3. “Quantas divisões tem o Papa?”, perguntou Estaline ao chefe a diplomacia francesa Pierre Laval, em 1935. Morreu sem saber que o Papa não precisou de divisões para começar a derrubar a Cortina de Ferro. Guterres, que recebe uma força de quase 100 mil Capacetes Azuis espalhados pelo mundo, só os pode utilizar com o consentimento do Conselho de Segurança, ou seja, as suas divisões não são suas. Só pode pôr termo à insuportável tragédia humana da Síria caso consiga um entendimento entre Washington e Moscovo. Com um enorme risco. Se Trump preferir entender-se com Putin e Assad para centrar o combate contra o Daesh, dará a ambos carta-branca para matar. Com a França paralisada, o Reino Unido à deriva, a Itália sem governo e a chanceler alemã já a olhar para as eleições do próximo ano, não poderá contar com grande coisa da Europa. Vai enfrentar uma organização em mudança, em que as grandes potências emergentes pesam cada vez mais, nem sempre no melhor sentido. A China já manifestou a sua crescente ambição, ao dizer que, um dia destes, quer para si o comando dos Capacetes Azuis, para os quais já contribui com tropas e dinheiro. A Rússia sonha com um cenário de divisão europeia e transatlântica para aumentar a sua zona de influência na Europa. As duas potências não democráticas com direito a veto no Conselho de Segurança estão na ofensiva. As democracias ocidentais na defensiva.

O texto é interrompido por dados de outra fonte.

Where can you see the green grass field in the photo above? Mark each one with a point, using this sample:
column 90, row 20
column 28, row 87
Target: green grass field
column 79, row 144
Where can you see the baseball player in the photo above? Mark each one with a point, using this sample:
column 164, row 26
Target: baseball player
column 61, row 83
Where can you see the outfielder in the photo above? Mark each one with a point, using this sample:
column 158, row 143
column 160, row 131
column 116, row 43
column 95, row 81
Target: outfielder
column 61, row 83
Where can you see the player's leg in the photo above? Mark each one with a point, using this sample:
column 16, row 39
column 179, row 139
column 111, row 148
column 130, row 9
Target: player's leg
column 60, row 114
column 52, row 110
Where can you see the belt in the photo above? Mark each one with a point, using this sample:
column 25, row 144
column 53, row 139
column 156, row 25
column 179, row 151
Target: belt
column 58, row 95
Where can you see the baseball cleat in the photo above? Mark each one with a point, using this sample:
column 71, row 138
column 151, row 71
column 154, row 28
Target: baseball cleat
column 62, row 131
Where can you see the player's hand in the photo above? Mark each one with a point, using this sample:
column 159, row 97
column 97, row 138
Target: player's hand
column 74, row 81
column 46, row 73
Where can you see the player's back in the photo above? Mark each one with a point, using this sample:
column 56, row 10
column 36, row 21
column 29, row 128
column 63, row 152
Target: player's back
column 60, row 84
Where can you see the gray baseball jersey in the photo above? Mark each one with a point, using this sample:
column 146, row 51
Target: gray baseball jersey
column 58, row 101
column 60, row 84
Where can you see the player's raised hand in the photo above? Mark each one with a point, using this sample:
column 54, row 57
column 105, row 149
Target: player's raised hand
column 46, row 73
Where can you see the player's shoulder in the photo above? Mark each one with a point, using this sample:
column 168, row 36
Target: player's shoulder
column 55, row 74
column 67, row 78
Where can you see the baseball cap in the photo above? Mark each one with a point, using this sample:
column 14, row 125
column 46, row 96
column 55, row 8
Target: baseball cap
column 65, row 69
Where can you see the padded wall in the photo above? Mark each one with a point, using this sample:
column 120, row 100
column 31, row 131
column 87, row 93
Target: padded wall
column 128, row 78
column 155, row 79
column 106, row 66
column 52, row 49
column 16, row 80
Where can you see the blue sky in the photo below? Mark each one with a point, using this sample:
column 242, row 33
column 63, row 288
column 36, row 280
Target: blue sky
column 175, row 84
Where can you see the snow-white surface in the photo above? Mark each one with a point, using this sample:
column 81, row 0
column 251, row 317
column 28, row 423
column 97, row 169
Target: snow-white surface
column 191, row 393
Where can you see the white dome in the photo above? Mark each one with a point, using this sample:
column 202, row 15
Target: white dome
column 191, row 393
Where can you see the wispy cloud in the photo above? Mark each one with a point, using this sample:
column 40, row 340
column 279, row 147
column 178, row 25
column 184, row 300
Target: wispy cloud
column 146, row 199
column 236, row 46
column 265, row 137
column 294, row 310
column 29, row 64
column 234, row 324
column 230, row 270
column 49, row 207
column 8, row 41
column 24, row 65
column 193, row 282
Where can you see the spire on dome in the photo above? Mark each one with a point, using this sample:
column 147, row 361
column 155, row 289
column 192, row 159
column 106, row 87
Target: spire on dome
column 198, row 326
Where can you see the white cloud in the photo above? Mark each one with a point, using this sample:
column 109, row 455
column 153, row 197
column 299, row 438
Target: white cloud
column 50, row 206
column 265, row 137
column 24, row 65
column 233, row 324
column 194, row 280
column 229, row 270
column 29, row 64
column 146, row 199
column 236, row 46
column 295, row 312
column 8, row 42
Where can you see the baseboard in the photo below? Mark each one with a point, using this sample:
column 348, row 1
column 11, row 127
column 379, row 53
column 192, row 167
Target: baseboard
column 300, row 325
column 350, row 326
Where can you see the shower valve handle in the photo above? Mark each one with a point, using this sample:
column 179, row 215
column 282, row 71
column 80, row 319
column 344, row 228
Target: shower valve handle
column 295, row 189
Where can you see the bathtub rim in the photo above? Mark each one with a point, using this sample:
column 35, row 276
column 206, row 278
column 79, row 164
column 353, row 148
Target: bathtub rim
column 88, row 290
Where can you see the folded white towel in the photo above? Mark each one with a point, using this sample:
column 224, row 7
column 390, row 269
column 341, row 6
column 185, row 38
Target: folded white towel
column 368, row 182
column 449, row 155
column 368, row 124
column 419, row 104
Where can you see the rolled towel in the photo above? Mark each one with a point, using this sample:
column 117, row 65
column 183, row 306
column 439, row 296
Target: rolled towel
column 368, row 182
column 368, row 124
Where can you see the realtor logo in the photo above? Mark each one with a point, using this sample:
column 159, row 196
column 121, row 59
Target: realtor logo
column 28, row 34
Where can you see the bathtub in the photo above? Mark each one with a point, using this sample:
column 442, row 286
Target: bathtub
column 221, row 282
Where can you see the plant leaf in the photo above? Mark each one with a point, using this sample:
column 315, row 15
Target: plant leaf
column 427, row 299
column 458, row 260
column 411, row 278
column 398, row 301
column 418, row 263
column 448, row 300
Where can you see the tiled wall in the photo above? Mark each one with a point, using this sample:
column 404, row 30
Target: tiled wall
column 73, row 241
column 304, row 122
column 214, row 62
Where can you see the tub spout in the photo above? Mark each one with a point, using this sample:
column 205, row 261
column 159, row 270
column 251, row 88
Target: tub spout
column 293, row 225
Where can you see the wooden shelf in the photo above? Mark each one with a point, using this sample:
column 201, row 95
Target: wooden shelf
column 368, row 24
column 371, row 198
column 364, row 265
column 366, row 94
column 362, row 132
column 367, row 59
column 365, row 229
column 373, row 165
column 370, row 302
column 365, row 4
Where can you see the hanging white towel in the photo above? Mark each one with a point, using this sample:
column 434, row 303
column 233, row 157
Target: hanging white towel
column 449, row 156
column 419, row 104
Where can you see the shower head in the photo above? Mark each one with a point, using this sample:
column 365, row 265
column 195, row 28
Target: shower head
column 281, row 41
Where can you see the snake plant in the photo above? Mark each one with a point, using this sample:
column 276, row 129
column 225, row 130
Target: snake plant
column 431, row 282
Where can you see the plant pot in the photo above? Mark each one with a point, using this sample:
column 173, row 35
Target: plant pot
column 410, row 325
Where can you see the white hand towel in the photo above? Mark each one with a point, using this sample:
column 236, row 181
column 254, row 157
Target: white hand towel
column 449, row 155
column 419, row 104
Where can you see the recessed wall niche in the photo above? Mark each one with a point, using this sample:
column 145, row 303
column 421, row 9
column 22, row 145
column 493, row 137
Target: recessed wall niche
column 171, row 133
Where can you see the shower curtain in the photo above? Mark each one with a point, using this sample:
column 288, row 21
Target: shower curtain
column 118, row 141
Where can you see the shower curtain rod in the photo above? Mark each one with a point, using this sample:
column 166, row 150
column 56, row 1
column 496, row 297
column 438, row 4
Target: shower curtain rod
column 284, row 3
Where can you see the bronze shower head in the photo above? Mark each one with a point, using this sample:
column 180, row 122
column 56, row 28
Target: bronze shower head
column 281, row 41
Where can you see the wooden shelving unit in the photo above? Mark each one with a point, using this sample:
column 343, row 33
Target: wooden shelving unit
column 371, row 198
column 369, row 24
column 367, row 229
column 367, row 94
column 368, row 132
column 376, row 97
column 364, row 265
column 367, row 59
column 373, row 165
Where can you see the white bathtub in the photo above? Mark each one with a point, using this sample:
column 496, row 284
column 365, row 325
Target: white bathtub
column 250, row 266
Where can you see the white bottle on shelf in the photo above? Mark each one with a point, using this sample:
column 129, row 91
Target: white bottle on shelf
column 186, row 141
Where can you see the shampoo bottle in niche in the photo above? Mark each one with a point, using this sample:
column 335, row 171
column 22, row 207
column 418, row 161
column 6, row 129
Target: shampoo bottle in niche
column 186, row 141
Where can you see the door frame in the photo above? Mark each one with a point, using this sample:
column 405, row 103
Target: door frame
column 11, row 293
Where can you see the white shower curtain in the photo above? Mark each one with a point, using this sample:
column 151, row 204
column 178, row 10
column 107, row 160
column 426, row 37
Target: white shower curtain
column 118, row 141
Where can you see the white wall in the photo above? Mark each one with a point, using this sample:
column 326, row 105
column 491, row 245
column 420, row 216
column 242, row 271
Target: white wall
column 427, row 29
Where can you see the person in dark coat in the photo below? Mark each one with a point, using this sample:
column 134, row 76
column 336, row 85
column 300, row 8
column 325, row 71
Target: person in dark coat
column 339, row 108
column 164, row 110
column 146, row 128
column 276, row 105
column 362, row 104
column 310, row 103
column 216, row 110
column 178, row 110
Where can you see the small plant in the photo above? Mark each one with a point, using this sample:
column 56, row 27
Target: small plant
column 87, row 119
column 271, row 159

4. Guterres acumulou a simpatia de muitos países das várias regiões do globo, que hoje lhe permite não ser visto como uma simples escolha dos poderosos. Afastou-se de uma perspectiva meramente ocidental, muitas vezes arrogante, e tentou fazer a ponte com outras culturas e religiões, para encontrar nelas o mesmo dever de proteger que é comum às democracias. Isso gerou alguma boa vontade a seu favor. Tem uma capacidade de comunicação que lhe poderá servir de muito a partir do seu posto, para que a ONU, na sua missão de preservar a paz, não desapareça perante a vontade das grandes potências. Chega à ONU com uma visão global da desordem que impera no mundo e das suas consequências humanas. E isso é um bom ponto de partida. “Hoje, não vivemos num mundo bipolar, não vivemos num mundo unipolar, mas também não vivemos num mundo multipolar”, disse ao PÚBLICO na mesma entrevista. “Vivemos num mundo relativamente caótico em que as relações de poder deixaram de ser claras”, criando uma situação de imprevisibilidade. A sua missão parece ser “impossível”. A catástrofe síria, citando um diplomata da ONU, “é a pior crise institucional do Conselho de Segurança desde a guerra no Iraque”. Outras missões serão igualmente “impossíveis”, se bem que menos urgentes, como a eternamente adiada reforma do Conselho de Segurança para traduzir a nova realidade internacional. Prometeu que a sua prioridade será a prevenção dos conflitos. Terá que encontrar maneira de diminuir o sofrimento humano nos que já estão a acontecer. Alepo não pode esperar.